Je trouve mon équilibre entre enseignement et écriture. J’aime partager une pensée qui n’est pas la mienne avec mes élèves, et développer une pensée personnelle dans l’intimité de l’écriture. Il se produit bien sûr une interaction entre ces deux activités, que j’estime nécessaire.
- Vous semblez fasciné par le mythe et sa naissance... Lilluptia est-il une manière d'interroger le mythe américain? D'en faire naître un nouveau?
Très certainement. Je suis marqué par une phrase du célèbre mythologue Franz Boas : « Il semble que les univers mythologiques n’ont été bâtis que pour éclater et permettre la reconstruction de nouveaux mondes à partir de leurs fragments. » C’est déjà ce que j’avais entrepris dans La Ligue des Héros et L’Ere du Dragon, une relecture du XXe siècle à partir de ses icônes, sous forme de collage d’inspiration pop-art.
Le mythe m’intéresse en ce qu’il est toujours récit d’une origine. Et le thème de tous mes textes est précisément le commencement. Quand une situation installée, collective ou individuelle, est affectée par un brusque changement.
- Ganesha, Freakshow, Lilliputia, vous faites preuve d'une certaine fascination pour le difforme, ce qui est considéré comme anormal. Pouvez-vous nous expliquer pourquoi? Est-ce parce que c'est au fond de cette anormalité que l'on trouve ce qu'il y a de plus humain?
Sans aucun doute, avec toute la difficulté à définir ce qui relève de la normalité chez l’être humain dont la nature est, par essence, imprévisible. Chaque individu est excédentaire, toujours au-delà de ce qu’il paraît. Sachant que, par ailleurs, l’anormalité ne peut être saisie autrement que par un discours qui se veut normal, ou tout du moins recevable. Il s’agit donc tout au mieux d’une traduction, forcément imparfaite.

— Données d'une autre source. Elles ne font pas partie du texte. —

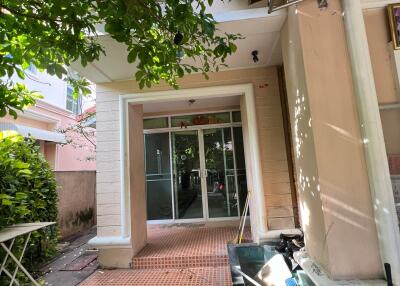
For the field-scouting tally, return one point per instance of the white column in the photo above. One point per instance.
(371, 128)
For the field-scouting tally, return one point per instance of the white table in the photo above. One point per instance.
(11, 233)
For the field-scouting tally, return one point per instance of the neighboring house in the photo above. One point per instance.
(307, 141)
(57, 110)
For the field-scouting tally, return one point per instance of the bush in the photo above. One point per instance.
(28, 193)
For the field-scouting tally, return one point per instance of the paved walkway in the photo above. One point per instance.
(176, 255)
(75, 263)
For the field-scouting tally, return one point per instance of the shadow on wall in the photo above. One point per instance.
(76, 201)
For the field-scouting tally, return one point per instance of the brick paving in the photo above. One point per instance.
(176, 255)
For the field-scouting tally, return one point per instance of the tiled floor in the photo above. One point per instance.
(176, 255)
(207, 276)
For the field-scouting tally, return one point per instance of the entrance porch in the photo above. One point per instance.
(187, 254)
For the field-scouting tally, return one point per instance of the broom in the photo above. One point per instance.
(238, 239)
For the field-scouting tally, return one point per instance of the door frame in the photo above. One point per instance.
(202, 170)
(250, 138)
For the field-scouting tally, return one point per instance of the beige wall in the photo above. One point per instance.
(381, 52)
(274, 164)
(377, 27)
(331, 172)
(76, 201)
(137, 174)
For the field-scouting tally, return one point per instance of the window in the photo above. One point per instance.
(73, 104)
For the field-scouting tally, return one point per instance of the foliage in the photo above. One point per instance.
(82, 134)
(52, 34)
(27, 194)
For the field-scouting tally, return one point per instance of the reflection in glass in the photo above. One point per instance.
(221, 188)
(187, 182)
(236, 116)
(158, 176)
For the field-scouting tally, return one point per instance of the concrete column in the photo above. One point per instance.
(332, 178)
(371, 129)
(136, 175)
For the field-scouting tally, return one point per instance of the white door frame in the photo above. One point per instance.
(251, 148)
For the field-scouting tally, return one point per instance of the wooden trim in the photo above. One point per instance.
(288, 141)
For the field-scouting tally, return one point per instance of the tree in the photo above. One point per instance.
(51, 34)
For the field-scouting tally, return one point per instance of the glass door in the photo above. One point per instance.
(188, 198)
(220, 176)
(196, 173)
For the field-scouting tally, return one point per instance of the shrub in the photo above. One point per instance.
(28, 193)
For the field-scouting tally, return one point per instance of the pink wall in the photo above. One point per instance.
(48, 117)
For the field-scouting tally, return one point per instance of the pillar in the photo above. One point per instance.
(371, 129)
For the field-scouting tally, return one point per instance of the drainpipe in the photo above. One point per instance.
(371, 130)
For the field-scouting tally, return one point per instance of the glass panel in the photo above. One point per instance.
(152, 123)
(240, 166)
(158, 176)
(187, 182)
(200, 119)
(221, 191)
(236, 116)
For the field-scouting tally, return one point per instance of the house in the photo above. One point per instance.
(307, 130)
(56, 111)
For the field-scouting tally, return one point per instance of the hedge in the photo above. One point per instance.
(28, 193)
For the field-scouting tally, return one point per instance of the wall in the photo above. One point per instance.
(332, 177)
(377, 27)
(77, 201)
(274, 164)
(47, 117)
(381, 51)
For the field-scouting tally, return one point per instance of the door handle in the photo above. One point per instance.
(204, 173)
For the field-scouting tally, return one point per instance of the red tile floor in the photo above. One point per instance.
(176, 255)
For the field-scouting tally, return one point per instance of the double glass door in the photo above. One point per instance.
(204, 177)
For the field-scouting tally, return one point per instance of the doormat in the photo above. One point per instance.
(79, 263)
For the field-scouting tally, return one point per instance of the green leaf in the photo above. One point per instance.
(6, 202)
(25, 172)
(20, 196)
(21, 165)
(132, 56)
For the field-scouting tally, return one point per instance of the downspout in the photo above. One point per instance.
(371, 129)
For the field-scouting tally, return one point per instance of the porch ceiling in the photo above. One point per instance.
(200, 104)
(261, 32)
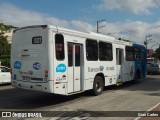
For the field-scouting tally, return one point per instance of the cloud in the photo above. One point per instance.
(11, 14)
(132, 30)
(133, 6)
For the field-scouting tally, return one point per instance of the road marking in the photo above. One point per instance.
(148, 110)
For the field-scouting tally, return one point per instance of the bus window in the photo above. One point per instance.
(70, 54)
(91, 50)
(59, 46)
(137, 54)
(129, 53)
(105, 51)
(77, 55)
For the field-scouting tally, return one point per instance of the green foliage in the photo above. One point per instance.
(5, 47)
(157, 53)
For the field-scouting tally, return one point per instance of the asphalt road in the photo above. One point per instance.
(141, 96)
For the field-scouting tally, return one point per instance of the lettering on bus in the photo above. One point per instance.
(61, 68)
(110, 68)
(101, 68)
(17, 65)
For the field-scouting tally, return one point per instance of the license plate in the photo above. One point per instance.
(26, 78)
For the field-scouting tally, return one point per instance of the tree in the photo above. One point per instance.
(157, 53)
(4, 45)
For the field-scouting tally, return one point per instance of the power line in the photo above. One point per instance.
(158, 5)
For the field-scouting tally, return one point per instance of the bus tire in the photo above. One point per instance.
(98, 85)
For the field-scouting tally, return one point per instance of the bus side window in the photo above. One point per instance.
(91, 50)
(105, 51)
(59, 46)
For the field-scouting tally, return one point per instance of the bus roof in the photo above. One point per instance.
(89, 35)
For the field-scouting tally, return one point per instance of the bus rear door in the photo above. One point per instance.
(74, 67)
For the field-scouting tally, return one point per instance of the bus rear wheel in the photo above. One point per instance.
(98, 85)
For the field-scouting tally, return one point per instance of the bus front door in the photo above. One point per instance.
(119, 61)
(74, 67)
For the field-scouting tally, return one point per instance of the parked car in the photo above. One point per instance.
(153, 68)
(5, 75)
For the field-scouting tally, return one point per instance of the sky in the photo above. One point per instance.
(127, 19)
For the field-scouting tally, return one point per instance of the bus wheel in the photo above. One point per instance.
(98, 85)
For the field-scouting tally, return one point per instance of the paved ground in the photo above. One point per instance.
(141, 96)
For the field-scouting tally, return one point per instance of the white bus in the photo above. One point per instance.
(63, 61)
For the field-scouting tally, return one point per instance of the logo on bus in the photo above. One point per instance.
(101, 68)
(37, 66)
(61, 68)
(17, 65)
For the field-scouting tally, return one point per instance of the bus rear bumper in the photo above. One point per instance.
(37, 86)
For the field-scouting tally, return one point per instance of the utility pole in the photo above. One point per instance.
(99, 25)
(147, 40)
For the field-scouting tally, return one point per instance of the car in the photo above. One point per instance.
(153, 68)
(5, 75)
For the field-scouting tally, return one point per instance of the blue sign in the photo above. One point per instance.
(37, 66)
(17, 65)
(61, 68)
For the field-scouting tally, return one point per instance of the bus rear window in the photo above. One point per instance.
(59, 46)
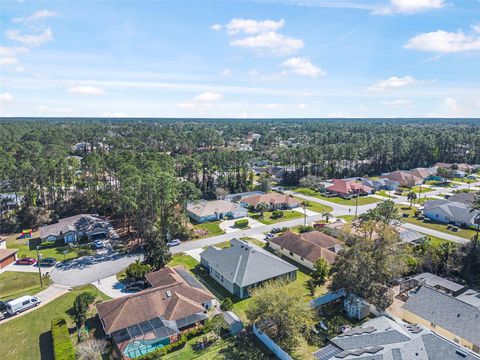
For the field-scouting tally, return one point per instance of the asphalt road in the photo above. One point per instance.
(89, 269)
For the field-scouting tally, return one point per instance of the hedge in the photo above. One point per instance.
(62, 345)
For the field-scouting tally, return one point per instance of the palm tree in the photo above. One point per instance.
(326, 215)
(411, 197)
(262, 207)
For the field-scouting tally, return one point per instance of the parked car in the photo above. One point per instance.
(26, 261)
(98, 244)
(47, 262)
(174, 242)
(136, 285)
(22, 303)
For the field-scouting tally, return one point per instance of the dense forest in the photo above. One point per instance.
(140, 169)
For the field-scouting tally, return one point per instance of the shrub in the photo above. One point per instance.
(226, 305)
(62, 345)
(277, 214)
(241, 224)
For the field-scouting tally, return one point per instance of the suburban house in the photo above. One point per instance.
(461, 167)
(450, 212)
(244, 266)
(381, 184)
(155, 317)
(213, 210)
(239, 196)
(306, 248)
(76, 227)
(275, 201)
(348, 188)
(384, 338)
(7, 257)
(453, 313)
(404, 178)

- La question de l'altérité pose aussi celle de l'identité: est-ce un thème central pour vous?
À nouveau juste. Dans un premier temps l’identité subie, conférée par la structure, puis celle gagnée par l’individu, quel qu’en soit le prix.
- Une question me titille: dans Lilliputia, il est fréquemment fait référence à la nourriture, et au moins une fois de manière centrale avec la fameuse histoire du hot-dog. Aimez-vous, vous-même la bonne chère?
Houlà oui, et mon poids s’en ressent… Et puis, se nourrir est une activité nécessaire, reconduite plusieurs fois par jour. Il était donc fatal qu’elle acquiert une dimension symbolique, dans ses rituels et interdits. Les usages qui y sont liés sont une perpétuelle source d’inspiration.
J’ai écrit une nouvelle, La Faim du Monde, qui décrit comment la paix est instaurée sur terre par un rituel anthropophagique périodiquement reconduit par l’O.N.U. Beaucoup de lecteurs m’ont dit que, ce qui est horrible, c’est qu’elle donne faim ! On peut l’entendre, très joliment lue par Rita Gay, à :
http://www.utopod.com/2007/03/31/utopod-002-la-faim-du-monde-de-xavier-maumejean-1-sur-2/
Avec lequel de vos personnages aimeriez-vous partager un repas?
Pas avec Elcana car les portions seraient trop petites, ou alors juste pour déguster. Peut-être avec le héros de La Vénus anatomique,Julien Offroy de la Mettrie. J’ai beaucoup d’affection pour ce philosophe, chirurgien et libertin qui a réellement existé. Il était à la fois profond et drôle, sérieux sans se prendre au sérieux.
J'aimerais maintenant vous faire parler de vos autres activités...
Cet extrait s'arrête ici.